Der Sieg der Nationalisten rührte von ihrer Waffenüberlegenheit her, die von
der Nichteinmischungspolitik der Demokratien, wie z.B. der franzöischen Volksfront
Léon Blums, noch verschlimmert wurde. Hinzu kommt der unterschiedlich ausgeprägte
politische Zusammenhalt der beiden Lager, denn auf republikanischer Seite vertieften
sich die Risse: während die Intellektuellen, die bei der Republik Pate gestanden
hatten, sich von ihr entfernten, drifteten die Meinungen der Arbeiterparteien
über die Dringlichkeiten auseinander. Nach Auffassung der CNT, der Anarchisten
der FAI sowie der katalanischen, den Trotzkisten nahestehenden POUM konnte der
Krieg nur um den Preis einer sozialen Revolution gewonnen werden. Die kommunistische
Partei, der dank ihres hohen Organisationsgrades ein rascher Durchbruch gelang,
räumte den Kriegsanstrengungen absoluten Vorrang ein, denn für sie stand die
Revolution nicht auf der Tagesordnung. Angesichts des Dilemmas war die sozialistische
Partei hin- und hergerissen zwischen dem, den »spanischen Lenin« spielenden,
Largo Caballero auf der einen und Prieto auf der anderen Seite, der den Kommunisten
die Kontrolle über die Armee streitig machte.

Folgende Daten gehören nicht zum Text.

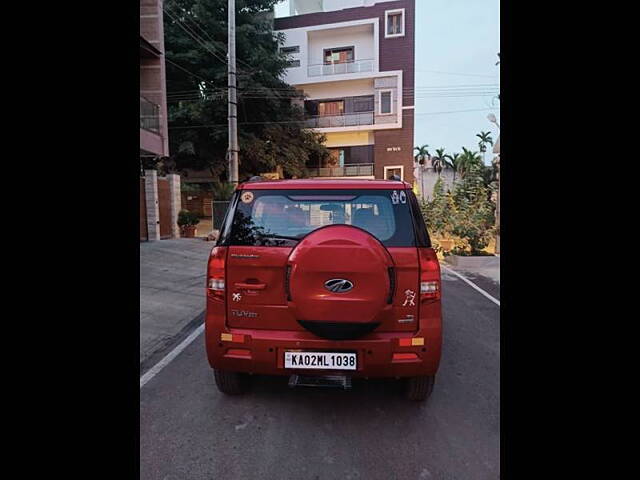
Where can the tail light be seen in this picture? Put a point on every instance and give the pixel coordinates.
(215, 273)
(429, 275)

Die Potemkinschen Dörfer wichen
dem Bruderkrieg, bei dem sich in Barcelona Kommunisten und Anarchisten gegenüberstanden,
bevor die Liquidierung der POUM durch Stalins Agenten aus den Kommunisten die
einzige kriegsfähige Kraft machte. Aber dies geschah zum Preis einer auseinanderfallenden
Volksfront.

Im Gegensatz dazu konnte das nationalistische Lager seine Uneinigkeit überwinden.
Franco gelingt es, sich an die Spitze zu setzen, wobei ihm das zufällige Verschwinden
seiner möglichen Konkurrenten gerade recht kam. Nach der Exekution von José
Antonio durch die Republikaner setzte er sich als Führer der Falange durch,
der einzigen Kraft, die fähig war, ihm die Macht streitig zu machen. Der Brief
der spanischen Bischöfe begrüßt die »bewaffnete Volksabstimmung« und segnet
schon im Voraus ihren Erfolg. Am Tag, als Franco die Siegesparade abnahm, erfüllte
sich die Prophezeiung General Molas: »Spanien, das wahre Spanien, hat den Drachen
besiegt«.

Sechshunderttausend Tote, vierhunderttausend Verbannte am Ende von drei Jahren
Bürgerkrieg. Alles war bereit für den Zweiten Weltkrieg.